Method 1: Using scipy.stats.rv_discrete
The rv_discrete class in the SciPy library allows users to define discrete random variables by specifying value and probability parameters. This method internally employs inverse transform sampling based on the cumulative distribution function (CDF), ensuring efficient and accurate random number generation.
from scipy.stats import rv_discrete
values = [1, 2, 3, 4, 5, 6]
probabilities = [0.1, 0.05, 0.05, 0.2, 0.4, 0.2]
custom_dist = rv_discrete(values=(values, probabilities))
random_numbers = custom_dist.rvs(size=10)
print(random_numbers)This code example demonstrates generating 10 random numbers from a custom distribution, with outputs adhering to the given probability weights.
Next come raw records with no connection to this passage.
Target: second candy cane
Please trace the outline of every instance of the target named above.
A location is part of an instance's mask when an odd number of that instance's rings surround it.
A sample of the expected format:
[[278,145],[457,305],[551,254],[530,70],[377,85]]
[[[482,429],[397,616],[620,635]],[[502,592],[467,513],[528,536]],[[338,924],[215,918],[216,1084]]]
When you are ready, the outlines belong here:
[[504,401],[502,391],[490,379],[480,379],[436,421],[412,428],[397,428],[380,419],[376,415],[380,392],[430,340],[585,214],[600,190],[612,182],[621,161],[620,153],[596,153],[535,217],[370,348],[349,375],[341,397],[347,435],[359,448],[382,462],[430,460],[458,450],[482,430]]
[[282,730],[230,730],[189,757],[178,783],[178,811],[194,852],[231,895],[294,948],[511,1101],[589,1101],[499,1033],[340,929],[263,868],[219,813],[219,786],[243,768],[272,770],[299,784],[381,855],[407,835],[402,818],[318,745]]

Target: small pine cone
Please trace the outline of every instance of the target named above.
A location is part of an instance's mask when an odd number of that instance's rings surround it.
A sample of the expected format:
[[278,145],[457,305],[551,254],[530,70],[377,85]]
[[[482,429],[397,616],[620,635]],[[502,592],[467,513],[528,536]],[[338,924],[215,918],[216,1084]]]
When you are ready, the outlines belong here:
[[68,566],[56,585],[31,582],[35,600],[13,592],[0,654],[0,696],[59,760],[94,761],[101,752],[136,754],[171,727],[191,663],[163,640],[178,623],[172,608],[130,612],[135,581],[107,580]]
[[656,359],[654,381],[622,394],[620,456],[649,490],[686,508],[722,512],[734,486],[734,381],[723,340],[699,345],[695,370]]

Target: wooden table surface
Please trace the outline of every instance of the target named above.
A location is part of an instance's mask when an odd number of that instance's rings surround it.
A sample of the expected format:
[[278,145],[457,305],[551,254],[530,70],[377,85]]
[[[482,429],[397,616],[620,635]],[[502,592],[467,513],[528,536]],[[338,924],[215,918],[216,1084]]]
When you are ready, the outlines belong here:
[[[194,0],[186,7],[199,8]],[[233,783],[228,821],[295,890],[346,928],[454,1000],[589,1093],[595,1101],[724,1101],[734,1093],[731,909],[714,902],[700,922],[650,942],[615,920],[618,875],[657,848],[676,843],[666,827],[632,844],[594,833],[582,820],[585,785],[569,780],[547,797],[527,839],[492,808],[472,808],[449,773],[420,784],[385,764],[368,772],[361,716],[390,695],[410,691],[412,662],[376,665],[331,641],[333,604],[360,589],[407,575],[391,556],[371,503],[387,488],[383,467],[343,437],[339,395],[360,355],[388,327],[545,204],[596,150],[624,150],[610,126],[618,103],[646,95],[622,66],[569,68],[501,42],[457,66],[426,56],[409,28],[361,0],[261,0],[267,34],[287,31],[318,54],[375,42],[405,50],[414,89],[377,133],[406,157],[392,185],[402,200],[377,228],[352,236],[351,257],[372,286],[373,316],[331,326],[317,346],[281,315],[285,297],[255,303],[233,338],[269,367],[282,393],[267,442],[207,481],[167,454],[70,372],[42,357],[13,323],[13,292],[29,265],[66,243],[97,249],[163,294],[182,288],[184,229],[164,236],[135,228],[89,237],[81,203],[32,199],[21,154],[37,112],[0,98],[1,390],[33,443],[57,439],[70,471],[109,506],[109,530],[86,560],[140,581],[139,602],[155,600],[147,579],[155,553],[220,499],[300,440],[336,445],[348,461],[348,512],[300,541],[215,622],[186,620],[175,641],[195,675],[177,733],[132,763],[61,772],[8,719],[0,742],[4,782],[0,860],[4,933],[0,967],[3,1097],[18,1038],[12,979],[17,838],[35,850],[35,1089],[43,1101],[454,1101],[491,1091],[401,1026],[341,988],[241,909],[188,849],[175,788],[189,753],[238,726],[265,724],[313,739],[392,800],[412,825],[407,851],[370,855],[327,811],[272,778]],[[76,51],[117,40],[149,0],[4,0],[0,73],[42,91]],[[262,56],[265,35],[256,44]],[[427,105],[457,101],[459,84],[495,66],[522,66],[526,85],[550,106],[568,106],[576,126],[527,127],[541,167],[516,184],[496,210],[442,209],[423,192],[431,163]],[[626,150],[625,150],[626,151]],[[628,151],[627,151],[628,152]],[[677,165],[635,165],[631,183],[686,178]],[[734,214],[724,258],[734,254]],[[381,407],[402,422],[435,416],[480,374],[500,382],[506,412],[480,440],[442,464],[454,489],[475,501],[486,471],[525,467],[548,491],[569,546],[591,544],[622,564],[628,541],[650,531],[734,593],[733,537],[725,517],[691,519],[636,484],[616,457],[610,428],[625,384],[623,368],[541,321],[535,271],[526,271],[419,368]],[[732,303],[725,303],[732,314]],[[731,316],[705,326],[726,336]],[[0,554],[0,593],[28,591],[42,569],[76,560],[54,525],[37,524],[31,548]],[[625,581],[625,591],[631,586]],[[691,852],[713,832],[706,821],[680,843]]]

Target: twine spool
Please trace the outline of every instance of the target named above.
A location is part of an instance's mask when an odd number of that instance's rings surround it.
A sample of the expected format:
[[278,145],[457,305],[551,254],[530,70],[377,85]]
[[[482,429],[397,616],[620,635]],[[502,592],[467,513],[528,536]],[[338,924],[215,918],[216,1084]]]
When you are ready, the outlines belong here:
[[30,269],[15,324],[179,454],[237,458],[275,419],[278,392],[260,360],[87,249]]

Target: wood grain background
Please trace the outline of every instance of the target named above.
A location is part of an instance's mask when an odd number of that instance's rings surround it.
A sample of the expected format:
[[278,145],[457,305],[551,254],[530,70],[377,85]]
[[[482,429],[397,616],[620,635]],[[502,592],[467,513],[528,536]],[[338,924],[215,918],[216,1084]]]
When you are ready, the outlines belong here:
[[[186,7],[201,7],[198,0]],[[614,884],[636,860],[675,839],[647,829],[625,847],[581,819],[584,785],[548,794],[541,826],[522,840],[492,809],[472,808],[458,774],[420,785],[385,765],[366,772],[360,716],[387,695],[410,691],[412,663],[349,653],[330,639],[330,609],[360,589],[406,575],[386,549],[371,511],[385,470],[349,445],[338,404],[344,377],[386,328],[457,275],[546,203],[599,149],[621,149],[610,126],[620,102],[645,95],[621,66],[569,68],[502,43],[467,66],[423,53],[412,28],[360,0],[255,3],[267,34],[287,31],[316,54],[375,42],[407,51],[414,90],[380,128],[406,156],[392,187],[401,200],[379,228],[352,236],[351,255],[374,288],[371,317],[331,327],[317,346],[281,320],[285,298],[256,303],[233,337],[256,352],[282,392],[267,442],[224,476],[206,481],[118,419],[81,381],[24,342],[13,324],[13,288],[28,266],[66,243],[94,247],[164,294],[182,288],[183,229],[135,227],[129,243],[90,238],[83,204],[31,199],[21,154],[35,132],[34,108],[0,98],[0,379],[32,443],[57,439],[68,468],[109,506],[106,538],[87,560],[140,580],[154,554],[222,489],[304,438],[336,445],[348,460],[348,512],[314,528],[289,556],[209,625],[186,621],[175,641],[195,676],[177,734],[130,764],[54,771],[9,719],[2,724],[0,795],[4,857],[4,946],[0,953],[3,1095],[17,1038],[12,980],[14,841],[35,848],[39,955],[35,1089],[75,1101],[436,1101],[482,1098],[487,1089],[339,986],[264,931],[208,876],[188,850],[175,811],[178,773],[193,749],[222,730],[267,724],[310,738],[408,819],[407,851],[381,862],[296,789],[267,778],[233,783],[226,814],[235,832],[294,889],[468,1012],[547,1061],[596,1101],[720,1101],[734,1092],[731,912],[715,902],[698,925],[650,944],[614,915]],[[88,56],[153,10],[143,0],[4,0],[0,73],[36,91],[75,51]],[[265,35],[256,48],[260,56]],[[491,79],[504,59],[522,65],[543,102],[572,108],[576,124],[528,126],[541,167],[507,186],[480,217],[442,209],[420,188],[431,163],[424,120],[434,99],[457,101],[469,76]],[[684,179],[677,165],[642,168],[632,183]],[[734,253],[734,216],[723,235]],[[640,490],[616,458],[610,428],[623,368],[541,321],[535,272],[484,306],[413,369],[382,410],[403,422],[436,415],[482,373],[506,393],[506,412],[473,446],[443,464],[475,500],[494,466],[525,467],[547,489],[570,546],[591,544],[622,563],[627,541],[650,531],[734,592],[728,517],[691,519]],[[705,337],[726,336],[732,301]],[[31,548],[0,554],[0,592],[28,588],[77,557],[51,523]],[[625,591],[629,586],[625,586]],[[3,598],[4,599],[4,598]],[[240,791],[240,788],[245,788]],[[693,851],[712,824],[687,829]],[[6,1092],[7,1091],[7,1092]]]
Method 2: Using numpy.random.choice
NumPy's random.choice function offers a lightweight approach for direct sampling from a population, with probabilities specified via the p parameter. It is suitable for simple scenarios and supports batch generation to enhance efficiency.
import numpy as np
population = np.arange(1, 7)
weights = [0.1, 0.05, 0.05, 0.2, 0.4, 0.2]
random_sample = np.random.choice(population, p=weights, size=5)
print(random_sample)By setting the size parameter, multiple samples can be generated in one call, reducing overhead from repeated invocations.
Method 3: Using random.choices in the Standard Library
Starting from Python 3.6, the standard random module includes the choices function for weighted random selections. This method requires no additional libraries and is ideal for quick implementation of custom distribution generation.
from random import choices
population = [1, 2, 3, 4, 5, 6]
weights = [0.1, 0.05, 0.05, 0.2, 0.4, 0.2]
random_samples = choices(population, weights, k=1000)
print(random_samples[:10])Using the k parameter for batch generation optimizes performance, particularly for large-scale data simulations.
Efficiency Analysis and Best Practices
When selecting a method, consider library dependencies, performance needs, and distribution complexity. scipy.stats.rv_discrete is suited for complex distributions and repeated sampling, while numpy.random.choice and random.choices are lighter. Precomputing the CDF or using batch sampling can further improve efficiency, drawing on numerical discretization techniques for approximating continuous distributions.
Application Example: Generating Birthday Lists
Assuming a non-uniform birthday distribution, random birthday lists can be generated by defining days and probabilities. The following example uses random.choices for implementation.
from random import choices
days = list(range(1, 366))
probabilities = [0.003] * 100 + [0.001] * 265
birthdays = choices(days, weights=probabilities, k=50)
print(birthdays)This approach can be extended to load probability data from files, adapting to real-world application requirements.
Conclusion
Python offers various tools for generating random numbers with custom distributions, allowing users to choose appropriate methods based on specific contexts. The standard library's random.choices is convenient for most cases, while SciPy and NumPy provide stronger support for scientific computing. Integrating numerical discretization methods can further address complex distribution problems.